If this album has a thesis statement, it is the phenomenal standout track “I Get Lonely.” Appearing towards the end of the album, this top-three hit single dabbles in neo-soul as Jackson spends five minutes “sittin’ here with my tears / all alone with my fears.” Featuring one of the strongest vocal performances on the record, the song displays Jackson’s intimacy with her own anxiety and insecurity. Such raw emotion can mirror almost any cathartic experience of isolation, longing, or self-criticism.

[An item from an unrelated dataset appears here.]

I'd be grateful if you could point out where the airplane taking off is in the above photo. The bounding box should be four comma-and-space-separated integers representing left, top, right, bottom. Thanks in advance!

Given the strength of its material, it seems difficult to believe now that there was a time when the towering achievement of “The Velvet Rope” was not fully appreciated. At the time of its release, sales for the LP’s two top ten hits and two million copies paled in comparison to the colossal standards set by Jackson’s previous successes. Likewise, several critics were ambivalent towards the overtly sexual nature of the album and what they believed to be its sometimes unpolished sound.
Fortunately, the album has received something of a reappraisal in recent years. In 2020, it was one of the three Janet Jackson albums that Rolling Stone included on their revised list of the “500 Greatest Albums of All Time.” Just last month, the notoriously pretentious Pitchfork named “The Velvet Rope” the seventh-best album of the 1990s — an accolade that could not have been awarded soon enough.
Regardless of your opinion of Janet Jackson, it is undeniable that she crafted one of the most complex, mature, and underrated albums of the past 25 years. The astonishing introspection of “The Velvet Rope” not only aided in the release of Jackson’s own personal demons, but its literal and implied meanings bear such relevance to the anguish, discomfort, and joy of the LGBTQ+ experience. When you get a chance, take the time to listen to this magical LP and hopefully open the velvet rope in your heart.